Guitar Woes

If you looked at one of my goals at 43 Things, I have been trying to learn to play the guitar again after so many years. I have been weighing some issues that I have been having. I normally label myself as “left-handed”, but people may consider me somewhat ambidextrous. I write, eat and play billiards left-handed, but I throw a ball, bat, golf, and use scissors right-handed. So, when I decided to start playing again, I was not sure whether to buy a left-handed or a right-handed guitar. I was constantly told to use a right-handed guitar because they are common. But when I wrestled the question myself, I went with my instincts. When some tells me to pretend to play, I am always stroking left-handed. So, I bought a left-handed Greg Bennett acoustic.

However, when after practicing for a year or so, I still have problems. I really did not think about it at the time, but my right hand was damaged ten years or so ago. Two of my fingers skimmed into a deli slicer and chunks of my muscle and skin were surgically grafted back on. My fingers are functional and it is noticeably scarred, but I know I can’t do certain things anymore.  I have difficulty forming chords and my fretting seems to be flawed.  It could be a strength or flexibility issue related to injury, but I am not sure what I can do about it.

I am considering switching to a right-handed guitar, but I am afraid to change.  The people at the local Guitar Center suggested that I reverse the strings and play upside-down, but I do not want to damage the guitar by doing it.  So, I want to make sure that this is what I want to do before make such a drastic commitment.

4 Responses to “Guitar Woes”

  1. 1 eric January 16, 2008 at 5:39 pm

    Left handers have always had other options for playing…here are a few

    Learn to play Right Handed: Some believe that the left hand has the more tedious job of chording, fretting and moving up and down the neck. It makes sense to play guitar where the left hand is doing so.

    Flip a right handed guitar over: Leave it strung right hand as to maintain the integrity of the top, and learn to chord upside down. I know 3 people that play this way. In your case, flip your lefty guitar over and give that a try.

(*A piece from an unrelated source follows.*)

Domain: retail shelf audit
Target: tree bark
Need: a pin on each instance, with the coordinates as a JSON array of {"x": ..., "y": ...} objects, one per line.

    My advice…Continue to play left handed. Work…work hard. You will face the same issue switching over to the other side. Besides, you already have the guitar.

  2. 2 ecmuller January 19, 2008 at 2:59 am

    I have a lefty friend that has strung several right handed guitars backwards. If you get it done professionally there’s no damage to the guitar, you just need to change the nut and possibly the bridge. It’s far easier to change the bridge on an electric, but getting it professionally done by a reputable luthier should make that a non-issue.

  3. 3 itsjustaphase February 5, 2008 at 4:22 pm

    I totally agree with eric here… it’s best to just perservere at playing left handed. It takes a while but one day it will just ‘click’ i promise. There’s no magic solution, just practice. And working hard.
    Then one day you wake up and it’s really easy all of a sudden, seriously, it’s strange but true.

    Keep going brother x

  4. 4 Ralph February 5, 2008 at 5:09 pm


    I did decide to continue to play left handed. I tried using a right handed guitar and even tried to play “Guitar Hero III” right handed. Although I played great, it was just not natural to me after some practice. So, it basically reaffirmed what I should have know from the beginning: I play left-handed.